二度目の結婚は、溺愛から始まる
再婚は、まだしていません
「残念ながら、まだ復縁には至っていません。会長」
「どういうことだ、雪柳くん。営業を離れたせいで、相手を陥落させる腕も鈍ったのかね?」
「面目ありません」
「椿も、さっさと素直にならんか。心が決まっていながら迷うのは、慎重なのではなく臆病なだけだぞ。いつまでも、寂しい暮らしを続ける気か?」
「お祖父さまっ! わたしは、寂しくなんかないわ。あちらでも充実した生活をしていたし、これからだって……」
「では、どうして優男と三か月で別れたんだ?」
「や、優男?」
「アンドロイドだか何だか知らんが、あんなにやけた男のどこがよかったのか、さっぱり理解できん」
いったい、誰からそのことを聞いたのかと思いながら、一応訂正する。
「アンドロイドじゃなく、アレッサンドロよ……」
「どちらでも一緒だ! はるばる外国まで行っても、雪柳くん以上の男はいないとわかっただろう? 自分でも、離婚したのはまちがいだったと思っているはずだ。まちがいは、早急に正すべきだ。
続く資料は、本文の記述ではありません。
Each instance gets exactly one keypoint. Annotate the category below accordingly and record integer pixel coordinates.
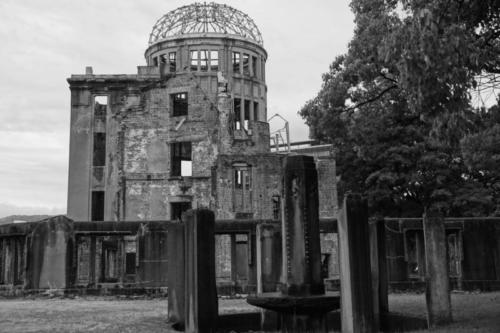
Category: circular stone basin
(292, 304)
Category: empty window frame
(179, 104)
(246, 64)
(256, 111)
(130, 254)
(203, 60)
(99, 150)
(236, 62)
(254, 66)
(276, 204)
(100, 106)
(194, 60)
(214, 61)
(97, 206)
(177, 208)
(242, 193)
(242, 178)
(246, 117)
(172, 63)
(181, 161)
(237, 113)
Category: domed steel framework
(205, 18)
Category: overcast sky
(43, 42)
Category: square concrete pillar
(436, 274)
(200, 296)
(379, 272)
(355, 268)
(175, 275)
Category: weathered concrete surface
(201, 309)
(49, 253)
(175, 273)
(380, 282)
(355, 268)
(300, 228)
(437, 292)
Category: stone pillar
(355, 268)
(268, 252)
(200, 295)
(379, 272)
(225, 120)
(175, 275)
(300, 228)
(48, 255)
(437, 280)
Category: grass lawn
(472, 313)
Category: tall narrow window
(214, 61)
(181, 161)
(237, 110)
(204, 60)
(236, 62)
(130, 254)
(177, 208)
(246, 120)
(179, 104)
(246, 64)
(242, 195)
(276, 202)
(194, 60)
(99, 156)
(254, 66)
(97, 206)
(172, 64)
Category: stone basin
(280, 303)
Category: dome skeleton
(205, 18)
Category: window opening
(204, 60)
(242, 188)
(237, 112)
(179, 104)
(177, 208)
(194, 60)
(214, 61)
(236, 62)
(276, 202)
(97, 206)
(99, 156)
(181, 159)
(172, 64)
(246, 118)
(246, 64)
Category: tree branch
(373, 99)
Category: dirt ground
(473, 312)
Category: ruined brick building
(190, 130)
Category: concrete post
(437, 281)
(379, 272)
(355, 269)
(200, 298)
(300, 228)
(175, 275)
(48, 257)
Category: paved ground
(472, 313)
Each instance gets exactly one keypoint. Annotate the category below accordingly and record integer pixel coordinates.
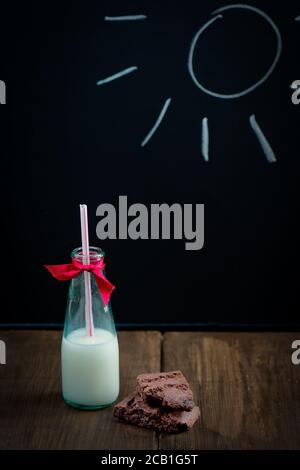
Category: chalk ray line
(205, 139)
(116, 75)
(157, 123)
(125, 18)
(265, 145)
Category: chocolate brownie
(166, 389)
(134, 410)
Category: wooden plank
(246, 385)
(32, 412)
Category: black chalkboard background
(66, 141)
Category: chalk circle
(207, 25)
ちがうか?」
祖父の言葉は、全部ではないが真実を突いていた。
きっと、世界中のどこを探しても、蓮以上に好きになれるひとはいない。
でも、一方的に決めつけられたくはなかった。
いまになってみれば、離婚せずに、辛い日々を乗り越える術があったのかもしれないと思う。
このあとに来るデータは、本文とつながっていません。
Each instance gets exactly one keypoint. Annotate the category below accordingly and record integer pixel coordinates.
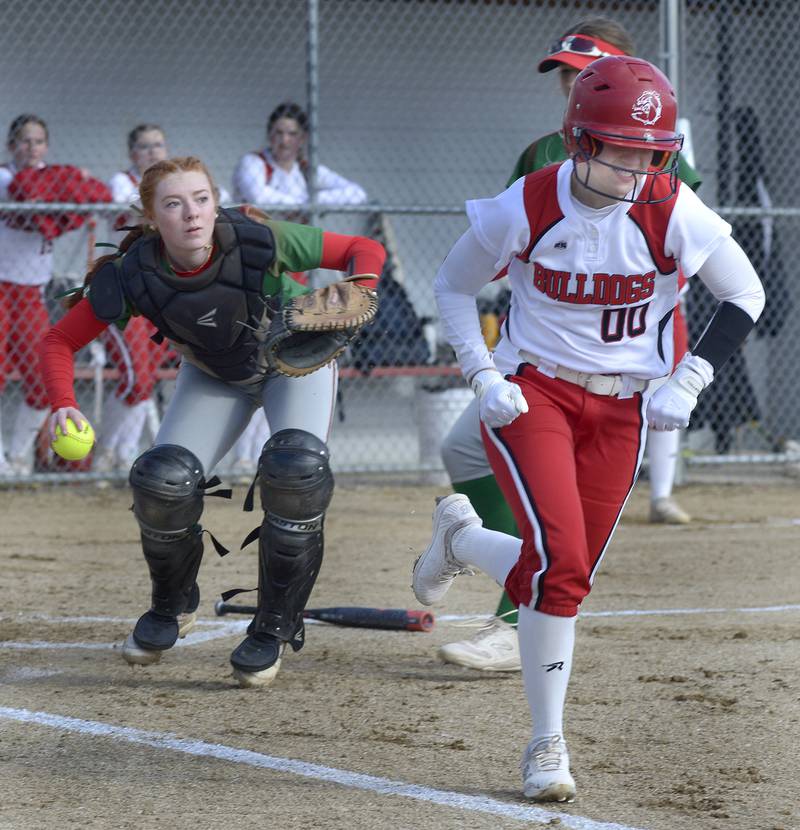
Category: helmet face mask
(625, 102)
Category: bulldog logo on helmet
(647, 108)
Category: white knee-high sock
(493, 552)
(662, 453)
(546, 644)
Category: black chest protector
(212, 315)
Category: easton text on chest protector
(218, 316)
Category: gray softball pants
(207, 415)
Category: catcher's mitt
(313, 329)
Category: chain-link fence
(413, 106)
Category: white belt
(596, 384)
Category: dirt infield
(674, 720)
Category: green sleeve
(549, 149)
(687, 174)
(297, 248)
(519, 168)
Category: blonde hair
(606, 29)
(147, 194)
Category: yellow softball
(76, 444)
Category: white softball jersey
(259, 180)
(27, 257)
(592, 290)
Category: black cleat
(256, 660)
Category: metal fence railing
(419, 106)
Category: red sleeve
(354, 255)
(78, 327)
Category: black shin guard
(167, 483)
(296, 489)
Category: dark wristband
(726, 331)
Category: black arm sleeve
(726, 331)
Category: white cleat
(494, 647)
(545, 770)
(134, 655)
(437, 567)
(668, 512)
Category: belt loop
(630, 386)
(546, 368)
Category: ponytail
(74, 297)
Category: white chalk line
(344, 778)
(222, 629)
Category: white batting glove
(671, 406)
(500, 402)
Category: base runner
(593, 248)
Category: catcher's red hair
(147, 195)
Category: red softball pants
(23, 323)
(566, 468)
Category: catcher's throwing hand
(313, 329)
(672, 404)
(501, 402)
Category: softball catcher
(212, 282)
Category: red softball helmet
(628, 102)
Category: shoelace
(481, 621)
(548, 755)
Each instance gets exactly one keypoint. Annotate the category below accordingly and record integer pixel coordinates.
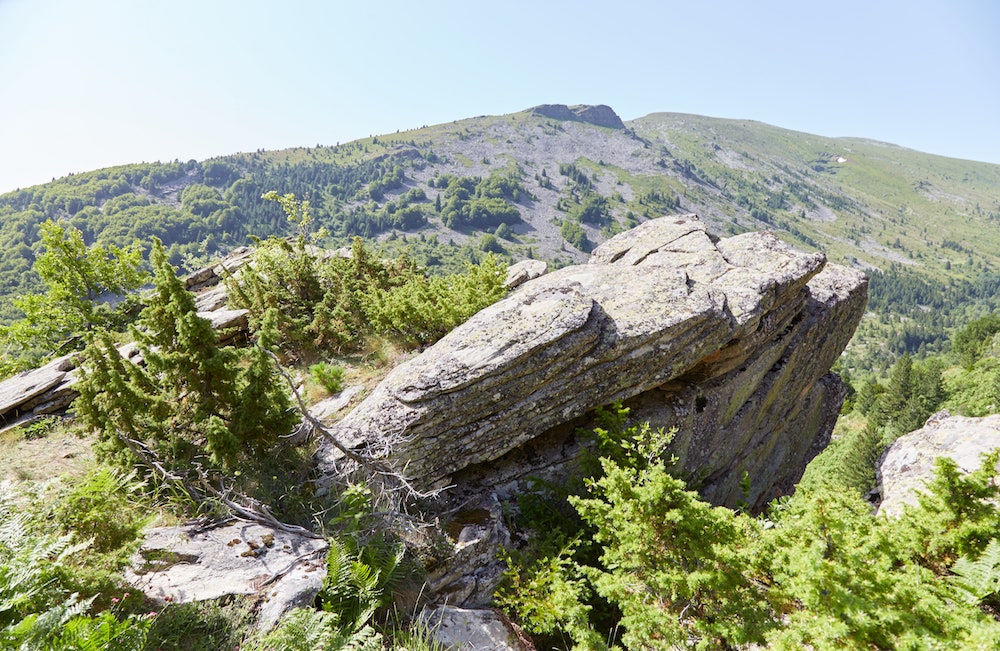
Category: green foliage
(549, 596)
(329, 376)
(471, 202)
(37, 609)
(969, 342)
(202, 626)
(818, 571)
(107, 507)
(673, 564)
(593, 210)
(76, 276)
(319, 303)
(913, 393)
(360, 579)
(309, 630)
(423, 310)
(573, 233)
(978, 577)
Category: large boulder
(908, 464)
(730, 340)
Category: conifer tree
(194, 401)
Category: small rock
(460, 629)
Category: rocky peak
(600, 115)
(729, 340)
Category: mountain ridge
(531, 185)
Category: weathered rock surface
(188, 563)
(730, 340)
(462, 629)
(908, 464)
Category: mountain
(552, 182)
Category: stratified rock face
(729, 340)
(908, 464)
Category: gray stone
(908, 464)
(523, 271)
(731, 340)
(191, 563)
(18, 392)
(460, 629)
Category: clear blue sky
(89, 84)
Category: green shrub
(106, 507)
(328, 376)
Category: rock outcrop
(730, 340)
(191, 563)
(908, 463)
(49, 389)
(600, 115)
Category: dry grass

けれど、それは時が経ったからそう思えるのであって、あの頃のわたしには無理だった。
どうにかして乗り越えようとあがき続けた日々は、「なかったこと」にできるほど、短いものではない。
「まちがっていたかもしれないけれど、あの時はああするしかないと思ったのよっ! 七年も前に別れておいて、簡単に元に戻るなんてできるわけが……」
つい声を荒らげそうになったところへ、蓮が割って入った。
「会長がもどかしく思われるのはごもっともですが、前回の反省も踏まえ、今回はきちんと段階を踏みたいと考えています。どうか、いましばらく見守っていただけませんか」
「ふん。営業の鬼もずいぶんヤワになったものだ」
祖父は苦々しい顔で鼻を鳴らしたが、蓮はさらりと受け流す。
「交渉では押すだけではなく、引くことも必要だと心得ているつもりです。一度、失敗している身としては、慎重にならざるを得ません。それに……会長もご存じのように、手強い相手なんです。十分な下準備をしなければ、門前払いを食らうでしょう」
「腹黒いやり方だな」
「小心者なんですよ。拒絶されたら立ち直れなくなるので、無理強いはしたくないんです」
「つまり……惚れた弱みか?」
「否定はしません」
「二度目の失敗は許さんぞ」
「心して、取り組みます」
「わしは、いい結果しか聞きたくないぞ」
「承知しています」
「さて、そろそろ行こうか。ワリカンなどと野暮なことは言わんでくれよ? 雪柳くん」
「はい。ごちそうになります」
当事者であるわたしを差し置いて、二人は勝手に納得し、話を終わらせた。